И тут, на одно лишь мгновение, их взгляды встретились, и ее обдало сладким теплом. «Я ошиблась, — подумала она. — Это тот самый, что когда-то держал меня в объятиях, хоть и не поцеловал… тот самый, клянусь бородой Птаха, чью великолепную, богатую жизнь я держу сейчас в своей оборванской ладони!»
— Пошлите сегодня же весть Тутмосу, — бормотала Хатшепсут, — что он должен немедленно принять эту сирийку. Вы сами, вельможа Шефту, устройте свадьбу как можно скорее, и мы с ней покончим. До чего же она глупа и вульгарна в своих безвкусных одеждах! Подходящая супруга для моего угрюмого сводного брата, не находите? Хай! Как бы я хотела увидеть эту встречу — он покраснеет, станет швырять на пол вазы и украшения и будет метаться взад-вперед, как он всегда делает. — Хатшепсут улыбнулась. — И все же он повинуется мне — как и всегда.
Если ее яд и взбесил Шефту, он ничем этого не выдал. Выражение его лица было таким же безупречно сдержанным, как и его поклон.

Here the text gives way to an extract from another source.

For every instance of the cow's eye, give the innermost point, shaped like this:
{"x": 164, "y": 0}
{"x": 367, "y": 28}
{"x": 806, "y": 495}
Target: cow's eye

При его высоком сане требовалось лишь слегка склонить голову, и он не согнулся ни на волосок ниже.
— Имя фараона славно, — любезно заметил он, не уточнив, как подметила Мара, кому он присваивает этот титул — Хатшепсут или Тутмосу. — Все будет, как желает фараон.
— Вы как всегда надежны, вельможа Шефту. — Хатшепсут улыбнулась ему, и он очаровательно улыбнулся в ответ. — А теперь, мой господин, если вы распорядитесь угостить нашу толстую принцессу…
Он сделал небрежный жест; тотчас же слуги с подносами сладостей и украшенными гирляндами кувшинами вина устремились к Инанни, а затем прошли сквозь ряды придворных, которые послушно ожили, звеня кубками с той же застывшей, неестественной грацией, что превращала придворный этикет в подобие изысканного балета. Шефту отвернулся и зашагал — почти прошелся неспешно — обратно на свое место, высокомерный и уверенный. Не для него были кукольные движения этих мелких сошек.
Мара, все еще стоявшая на коленях за принцессой, наблюдала за ним и восхищалась его дерзостью. Внезапно ее взгляд приковала полускрытая в тени фигура сразу за ним. Во второй раз она испытала потрясение от знакомого лица, но на этот раз ощущение было отчетливо неприятным. Ибо там, с лицом мрачным, как у самого Пожирателя, стоял ее таинственный новый хозяин.
На мгновение холодное лицо этого человека заворожило ее. Меняется ли оно когда-нибудь? Точно так же он выглядел, когда предлагал ей богатство и опасность в Менфе. Точно так же он будет выглядеть, наблюдая за медленной смертью этого разодетого в золото молодого отступника рядом с ним. Как они убьют Шефту, когда все узнают? Ему не стоит надеяться на милость душителя — не пока Хатшепсут и ее коварный Архитектор правят Черной Землей. Скорее всего, его ждет кол палача. Или, возможно, — Мара чувствовала, что это бы порадовало вельможу Сенмута, — возможно, они преклонятся перед высшей судьбой Шефту и скормят его крокодилам; тем длинным, зловещим, буро-зеленым тварям с их бледными, широко разинутыми пастями, что ждут. Всего одно ее слово…
«Я не смогу этого сделать!» — было ее первой мыслью. Но второй была: «Да, сможешь, раз должна».
Но была ли необходимость спешить?
Эта мысль успокоила ее. Будет приятно побыть в Золотом Доме еще немного, сказала она себе. «Я не стану говорить прямо сейчас. Позже — да, да будет так, но не сейчас!»